Collaboration is key to achieving traditional Chinese medicine without using threatened wildlife

Did you know that work to develop artificial alternatives for bear bile, pangolin scales, rhino horn and saiga horn has been ongoing at China’s top research institutions for more than 15 years?

And that studying the therapeutic substances and artificial substitutes of endangered animal ingredients is now a project of State priority?

If you didn’t, it’s not so strange when you think about it – when was the last time you heard a report from Pfizer or AstraZeneca about the next big drug they are developing, before they’ve registered the patent and the product is ready to hit the market?

Attendees at the New York conference (c) Coalition for Wildlife Protection in TCM


Even the majority of the traditional Chinese medicine (TCM) practitioners attending the recent Second Wildlife Protection in Traditional Chinese Medicine Conference in New York – hosted by the Coalition for Wildlife Protection in TCM – were unaware of these developments.

EIA is encouraged by the research and the positive developments in Government support in China to move away from the use of threatened species in TCM.

However, while secrecy around the development of new medicines is common, it would be good for any shift in policy to be widely publicised as the blatant marketing of threatened species products by wildlife traders and certain pharmaceutical companies is casting a dark shadow over the entire sector despite the diligent research and educative efforts by senior TCM academics and practitioners to move away from the exploitation of such wildlife.

Many traditional medicine practitioners feel misunderstood and stigmatised as the culprits of wildlife population declines by conservation organisations and the mass media, a sentiment we heard in our engagement with traditional health practitioners in South Africa and again at this conference.

Such negative perceptions no doubt hinder collaborative efforts to combat the unsustainable and illegal trade in wildlife.

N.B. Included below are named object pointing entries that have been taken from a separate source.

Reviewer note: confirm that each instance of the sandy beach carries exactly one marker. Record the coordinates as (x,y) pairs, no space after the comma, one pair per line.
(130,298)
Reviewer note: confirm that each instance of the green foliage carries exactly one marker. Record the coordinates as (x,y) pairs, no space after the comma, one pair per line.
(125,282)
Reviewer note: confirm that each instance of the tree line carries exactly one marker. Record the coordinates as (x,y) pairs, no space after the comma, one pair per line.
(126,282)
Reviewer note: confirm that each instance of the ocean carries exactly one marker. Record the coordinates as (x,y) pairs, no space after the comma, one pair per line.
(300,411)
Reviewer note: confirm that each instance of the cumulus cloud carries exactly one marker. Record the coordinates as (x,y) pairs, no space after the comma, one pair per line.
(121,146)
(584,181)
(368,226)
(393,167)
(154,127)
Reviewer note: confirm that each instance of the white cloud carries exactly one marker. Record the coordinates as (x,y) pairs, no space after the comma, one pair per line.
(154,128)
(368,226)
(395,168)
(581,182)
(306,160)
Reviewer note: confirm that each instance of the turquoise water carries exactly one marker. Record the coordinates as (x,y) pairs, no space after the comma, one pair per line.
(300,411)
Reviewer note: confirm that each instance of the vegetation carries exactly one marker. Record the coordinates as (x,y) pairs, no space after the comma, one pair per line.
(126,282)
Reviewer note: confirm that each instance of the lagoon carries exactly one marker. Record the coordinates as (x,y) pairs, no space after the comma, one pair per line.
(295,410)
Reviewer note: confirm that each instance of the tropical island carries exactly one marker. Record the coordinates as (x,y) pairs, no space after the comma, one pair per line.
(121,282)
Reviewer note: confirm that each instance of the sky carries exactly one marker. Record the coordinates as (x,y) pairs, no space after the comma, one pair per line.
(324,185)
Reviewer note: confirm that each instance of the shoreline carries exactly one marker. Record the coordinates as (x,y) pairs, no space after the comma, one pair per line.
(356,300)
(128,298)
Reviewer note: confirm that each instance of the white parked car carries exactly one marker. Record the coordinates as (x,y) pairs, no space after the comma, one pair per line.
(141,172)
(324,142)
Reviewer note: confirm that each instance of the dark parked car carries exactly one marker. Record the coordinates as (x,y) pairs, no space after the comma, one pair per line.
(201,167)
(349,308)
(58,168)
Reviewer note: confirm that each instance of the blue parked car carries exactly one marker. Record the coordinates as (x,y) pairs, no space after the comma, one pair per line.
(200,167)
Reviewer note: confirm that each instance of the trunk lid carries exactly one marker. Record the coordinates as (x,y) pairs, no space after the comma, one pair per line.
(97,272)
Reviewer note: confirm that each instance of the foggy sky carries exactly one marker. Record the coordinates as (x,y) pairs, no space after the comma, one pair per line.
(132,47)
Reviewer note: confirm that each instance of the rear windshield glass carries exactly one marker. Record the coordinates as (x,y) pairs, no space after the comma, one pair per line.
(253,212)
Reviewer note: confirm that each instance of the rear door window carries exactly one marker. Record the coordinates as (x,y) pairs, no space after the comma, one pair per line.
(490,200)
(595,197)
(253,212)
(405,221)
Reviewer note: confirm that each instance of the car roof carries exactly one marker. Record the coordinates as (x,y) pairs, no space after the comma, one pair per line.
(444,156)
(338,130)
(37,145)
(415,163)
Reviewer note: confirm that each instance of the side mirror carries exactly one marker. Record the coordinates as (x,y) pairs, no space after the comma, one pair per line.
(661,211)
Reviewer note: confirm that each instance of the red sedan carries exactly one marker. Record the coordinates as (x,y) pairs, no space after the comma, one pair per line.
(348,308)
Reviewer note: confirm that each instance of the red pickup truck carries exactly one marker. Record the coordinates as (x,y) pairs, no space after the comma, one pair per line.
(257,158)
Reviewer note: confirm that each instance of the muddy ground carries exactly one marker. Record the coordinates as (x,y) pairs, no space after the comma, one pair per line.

Ceres presenting at the conference (c) Coalition for Wildlife Protection in TCM

The reality is, it cannot be ignored that the use of threatened wildlife for TCM, legal or illegal, has been a significant driver of the poaching and killing of vulnerable species such as tigers, leopards, pangolins, rhinos, bears, saiga and many more over the past decades, adding further pressure to their survival.

In recognition of the negative impacts of this unsustainable consumption, many TCM practitioners have gone to great lengths to distance themselves from the use of wildlife.

EIA believes we can achieve far more together; strengthening partnerships and finding allies to foster collaborative efforts are among our strategic priorities.

In the true spirit of safeguarding One Health, we must be interdisciplinary in our approach. An important element is for the conservation and TCM sectors to learn from each other, so we can highlight each other’s successes and use robust evidence to advance our cause.

EIA would welcome regular exchanges with like-minded TCM practitioners, academics, manufacturers and distributers such as that of the Coalition so we can stay up to date on their research and policy insights to ensure our correct understanding and presentation of TCM in our campaigning.

In turn, the TCM sector, including the Coalition, would benefit from regular exchanges with EIA and other conservation organisations to gain a better understanding about the conservation status of wildlife species and the unsustainable and illegal trade linked to medicinal use for their efforts to educate and influence stakeholders.

Together, we can amplify each other’s voices and more effectively influence other stakeholders to achieve sustainable, green, wildlife-free and environmentally friendly treatments for the health of human beings and the Earth.

A display of TCM ingredients (c) EIA

The Coalition for Wildlife Protection in TCM is a network of practitioners, educators, researchers, manufacturers and distributors who do not use endangered wild animal products in their treatments. Its mission is to enhance awareness of the need for wildlife protection within the TCM sector and for the public.

EIA was invited to the conference to speak about our work and outline how wildlife exploitation by certain companies in the pharmaceutical and financial sectors undermine efforts to ensure ethical, sustainable practice and One Health.

We remain committed to highlighting regulatory loopholes and exposing wildlife traffickers and companies who engage in unsustainable trade of threatened species.